Our entirely unremarkable heroine is a woman in her early twenties named Nancey (with an e), who has recently begun working as a nurse in Holyoke, Massachusetts. On the one hand, we read about her learning the mundane things of living alone and being a working adult. On the other, we catch flashes of bad things that happen to her, including sexual assault. These descriptions of contrasting mundanity and misery met with apathy create a disturbing atmosphere of incoherence as the reader wonders where the narrative is headed.
Tired of being a victim of circumstance and subject to the whims of the people around or above her, Nancey is moved by an absurd letter from the outside to an extreme act of self-agency. It is a Truman Show type of thing, but Nancey is not plucked out of the narrative just yet. Instead, she takes up a new, seemingly fulfilling life, where she returns to school while living with a kind partner and surrounded by friends. Simple happy lives, however, are not the stuff novels are made of, and Alan Cohen is aware of that.
The book gradually introduces us to a conscious narrator in separate chapters alongside those narrating Nancey’s life. These chapters initially expound at length about the biology of genes and how people are determined by them, and, later, about how our environment shapes us, until the narrator directly talks about the act of invention and questions it. In the process, the book has taken the reader through a kind of crash course in the psychology which motivated modernist literature.
“Man is barely alive anymore to the first things of this world: its mountains and rivers, trees and tigers, monsoons and eruptions. Shut behind a screen of private thoughts and things, he observes and performs; eats, sleeps, and makes merry. . . And then, with disconcerting suddenness, an event one day detaches itself and, penetrating the boundary between our world and us, makes a dramatic entrance. . . We’re changed, we feel at first, irrevocably; but then we fall back into our own natural rhythms, which increasingly dominate the counterpoint of nature.”
When, at last, the meta aspect of this novel takes over and the process of experimentation becomes overt, the reader feels at home in the lab. Although the book generally doesn’t feel its length, after so many pages the giving up of conventional narrative feels strangely earned. Nancey is emancipated, not in the story but in the book, and we come a tiny step closer to the ultimate goal, that is getting to know her.
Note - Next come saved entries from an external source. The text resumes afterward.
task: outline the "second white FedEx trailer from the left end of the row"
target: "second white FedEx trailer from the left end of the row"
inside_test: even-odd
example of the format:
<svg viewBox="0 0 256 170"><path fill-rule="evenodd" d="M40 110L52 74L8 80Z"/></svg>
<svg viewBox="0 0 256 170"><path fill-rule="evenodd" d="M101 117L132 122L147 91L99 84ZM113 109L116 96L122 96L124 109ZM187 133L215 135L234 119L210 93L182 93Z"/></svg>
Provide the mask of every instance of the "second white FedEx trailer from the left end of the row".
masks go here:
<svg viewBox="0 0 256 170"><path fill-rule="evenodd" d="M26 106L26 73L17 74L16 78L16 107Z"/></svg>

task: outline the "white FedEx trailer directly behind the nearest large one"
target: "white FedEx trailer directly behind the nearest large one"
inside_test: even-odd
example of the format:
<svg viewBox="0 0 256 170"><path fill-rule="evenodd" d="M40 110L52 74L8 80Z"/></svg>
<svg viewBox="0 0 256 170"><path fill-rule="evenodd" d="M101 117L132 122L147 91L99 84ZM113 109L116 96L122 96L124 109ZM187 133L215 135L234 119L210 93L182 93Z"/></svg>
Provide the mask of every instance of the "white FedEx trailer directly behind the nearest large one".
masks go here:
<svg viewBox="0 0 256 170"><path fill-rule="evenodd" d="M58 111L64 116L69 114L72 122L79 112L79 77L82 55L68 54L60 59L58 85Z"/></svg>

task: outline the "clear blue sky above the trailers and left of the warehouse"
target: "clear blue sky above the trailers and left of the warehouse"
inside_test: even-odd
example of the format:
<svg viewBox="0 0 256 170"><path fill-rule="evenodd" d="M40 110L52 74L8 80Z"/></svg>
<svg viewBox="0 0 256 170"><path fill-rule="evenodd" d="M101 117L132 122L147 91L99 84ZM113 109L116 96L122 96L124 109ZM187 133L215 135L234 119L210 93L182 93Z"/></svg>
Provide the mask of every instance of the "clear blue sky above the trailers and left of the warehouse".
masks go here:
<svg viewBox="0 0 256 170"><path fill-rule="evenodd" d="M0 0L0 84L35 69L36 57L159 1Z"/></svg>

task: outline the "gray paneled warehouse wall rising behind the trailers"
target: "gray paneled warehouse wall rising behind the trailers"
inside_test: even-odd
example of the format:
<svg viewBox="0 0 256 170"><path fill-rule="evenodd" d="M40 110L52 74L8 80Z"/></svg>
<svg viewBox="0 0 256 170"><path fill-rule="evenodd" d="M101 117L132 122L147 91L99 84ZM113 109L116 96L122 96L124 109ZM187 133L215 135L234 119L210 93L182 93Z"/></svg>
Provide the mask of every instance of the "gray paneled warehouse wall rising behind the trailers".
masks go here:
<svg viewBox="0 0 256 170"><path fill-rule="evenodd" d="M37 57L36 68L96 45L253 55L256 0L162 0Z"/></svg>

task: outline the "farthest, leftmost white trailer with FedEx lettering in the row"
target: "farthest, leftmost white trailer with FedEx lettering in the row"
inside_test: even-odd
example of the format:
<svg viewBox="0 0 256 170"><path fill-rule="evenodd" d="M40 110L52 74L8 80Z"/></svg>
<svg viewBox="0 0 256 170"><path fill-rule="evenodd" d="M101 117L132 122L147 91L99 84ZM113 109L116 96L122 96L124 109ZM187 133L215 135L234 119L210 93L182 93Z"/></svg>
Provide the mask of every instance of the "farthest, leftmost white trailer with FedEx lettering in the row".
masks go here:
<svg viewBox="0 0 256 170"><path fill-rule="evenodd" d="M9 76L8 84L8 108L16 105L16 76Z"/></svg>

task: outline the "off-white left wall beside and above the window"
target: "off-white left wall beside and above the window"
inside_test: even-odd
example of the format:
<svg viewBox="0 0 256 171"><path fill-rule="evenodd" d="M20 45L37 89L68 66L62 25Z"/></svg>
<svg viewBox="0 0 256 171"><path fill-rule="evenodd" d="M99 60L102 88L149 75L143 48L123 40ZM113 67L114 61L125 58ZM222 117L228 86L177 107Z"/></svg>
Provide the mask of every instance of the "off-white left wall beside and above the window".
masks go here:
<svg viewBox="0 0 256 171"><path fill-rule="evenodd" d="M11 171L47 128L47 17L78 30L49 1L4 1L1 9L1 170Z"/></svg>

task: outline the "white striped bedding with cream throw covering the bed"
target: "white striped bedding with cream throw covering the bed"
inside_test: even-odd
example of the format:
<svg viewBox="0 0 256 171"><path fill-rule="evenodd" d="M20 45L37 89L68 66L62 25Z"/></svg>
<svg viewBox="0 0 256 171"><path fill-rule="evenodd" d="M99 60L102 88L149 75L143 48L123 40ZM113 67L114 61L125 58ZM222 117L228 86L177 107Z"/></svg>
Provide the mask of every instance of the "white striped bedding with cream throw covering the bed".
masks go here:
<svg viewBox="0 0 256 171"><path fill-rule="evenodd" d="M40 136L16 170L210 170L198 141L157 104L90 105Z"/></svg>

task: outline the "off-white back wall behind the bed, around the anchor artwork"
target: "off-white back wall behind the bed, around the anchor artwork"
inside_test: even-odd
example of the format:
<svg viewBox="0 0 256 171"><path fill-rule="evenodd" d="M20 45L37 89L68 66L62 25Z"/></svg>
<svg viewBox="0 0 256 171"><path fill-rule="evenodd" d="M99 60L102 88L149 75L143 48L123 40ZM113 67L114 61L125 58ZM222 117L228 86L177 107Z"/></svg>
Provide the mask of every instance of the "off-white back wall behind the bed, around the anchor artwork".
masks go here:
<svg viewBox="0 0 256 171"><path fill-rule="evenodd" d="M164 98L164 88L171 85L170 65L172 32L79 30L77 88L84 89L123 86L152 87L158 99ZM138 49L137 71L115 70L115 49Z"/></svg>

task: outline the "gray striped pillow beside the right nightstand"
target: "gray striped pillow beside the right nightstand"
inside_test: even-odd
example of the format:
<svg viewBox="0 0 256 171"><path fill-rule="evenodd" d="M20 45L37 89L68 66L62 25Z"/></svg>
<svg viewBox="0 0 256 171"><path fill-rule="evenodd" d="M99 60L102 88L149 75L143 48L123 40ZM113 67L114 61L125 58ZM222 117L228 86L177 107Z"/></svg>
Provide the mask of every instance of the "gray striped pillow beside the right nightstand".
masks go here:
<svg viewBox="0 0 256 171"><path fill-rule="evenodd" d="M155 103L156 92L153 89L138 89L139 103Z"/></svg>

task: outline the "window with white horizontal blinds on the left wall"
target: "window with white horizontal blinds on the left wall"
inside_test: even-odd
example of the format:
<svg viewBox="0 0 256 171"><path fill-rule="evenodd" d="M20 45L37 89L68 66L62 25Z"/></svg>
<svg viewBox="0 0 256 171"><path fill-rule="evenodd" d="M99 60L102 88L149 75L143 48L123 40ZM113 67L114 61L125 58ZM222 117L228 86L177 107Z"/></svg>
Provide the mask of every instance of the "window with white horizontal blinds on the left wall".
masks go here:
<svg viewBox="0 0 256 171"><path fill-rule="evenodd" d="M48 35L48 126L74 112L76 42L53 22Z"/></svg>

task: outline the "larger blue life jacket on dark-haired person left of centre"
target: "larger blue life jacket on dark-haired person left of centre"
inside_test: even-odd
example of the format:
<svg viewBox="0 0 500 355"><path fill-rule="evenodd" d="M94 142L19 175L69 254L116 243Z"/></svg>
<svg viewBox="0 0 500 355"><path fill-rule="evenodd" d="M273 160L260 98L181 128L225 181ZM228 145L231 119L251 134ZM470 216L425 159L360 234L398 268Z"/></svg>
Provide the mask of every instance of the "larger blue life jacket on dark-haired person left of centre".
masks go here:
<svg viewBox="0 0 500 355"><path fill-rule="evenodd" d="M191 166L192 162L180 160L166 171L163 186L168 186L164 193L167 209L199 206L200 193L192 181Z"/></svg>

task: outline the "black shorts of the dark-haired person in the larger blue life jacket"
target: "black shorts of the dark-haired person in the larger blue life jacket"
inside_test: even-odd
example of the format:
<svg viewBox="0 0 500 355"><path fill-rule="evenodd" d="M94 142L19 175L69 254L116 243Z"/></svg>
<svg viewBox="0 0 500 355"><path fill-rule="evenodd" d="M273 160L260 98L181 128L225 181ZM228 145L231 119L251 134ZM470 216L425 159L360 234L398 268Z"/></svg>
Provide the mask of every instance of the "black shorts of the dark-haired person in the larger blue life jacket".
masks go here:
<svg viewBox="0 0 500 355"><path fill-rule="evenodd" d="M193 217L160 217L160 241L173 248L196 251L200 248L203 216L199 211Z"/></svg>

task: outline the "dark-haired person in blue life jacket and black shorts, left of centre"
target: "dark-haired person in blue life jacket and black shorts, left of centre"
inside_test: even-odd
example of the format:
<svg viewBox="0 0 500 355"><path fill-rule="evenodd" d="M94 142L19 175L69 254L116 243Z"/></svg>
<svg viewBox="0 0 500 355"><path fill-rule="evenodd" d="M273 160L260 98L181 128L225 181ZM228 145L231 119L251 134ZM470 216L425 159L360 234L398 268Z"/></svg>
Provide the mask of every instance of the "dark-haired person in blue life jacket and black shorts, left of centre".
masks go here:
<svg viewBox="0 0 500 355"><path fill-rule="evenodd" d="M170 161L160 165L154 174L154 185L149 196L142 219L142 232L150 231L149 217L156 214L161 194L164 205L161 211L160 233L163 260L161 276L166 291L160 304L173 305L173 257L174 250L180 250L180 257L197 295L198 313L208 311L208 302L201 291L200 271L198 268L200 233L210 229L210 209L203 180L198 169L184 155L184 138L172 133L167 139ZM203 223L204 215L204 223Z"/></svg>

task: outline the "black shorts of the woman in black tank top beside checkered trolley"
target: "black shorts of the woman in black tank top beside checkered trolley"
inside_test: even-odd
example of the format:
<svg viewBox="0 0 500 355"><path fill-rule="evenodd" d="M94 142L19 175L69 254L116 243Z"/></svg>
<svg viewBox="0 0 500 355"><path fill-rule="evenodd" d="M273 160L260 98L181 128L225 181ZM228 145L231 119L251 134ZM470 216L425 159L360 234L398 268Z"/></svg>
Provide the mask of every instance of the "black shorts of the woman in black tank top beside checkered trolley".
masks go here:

Although it could have bore trimming down, Inferno’s length is justified by the peculiar vastness of the world it creates. It is an inner world, one which collapses on itself and explodes, like a star which, in dying, spreads the elements from which sentient beings are made, thus allowing the universe to know itself. Inferno is a fascinating path to take in getting to know ourselves and others a little better. Despite its deliberate formal irrealities, it is remarkably true to life.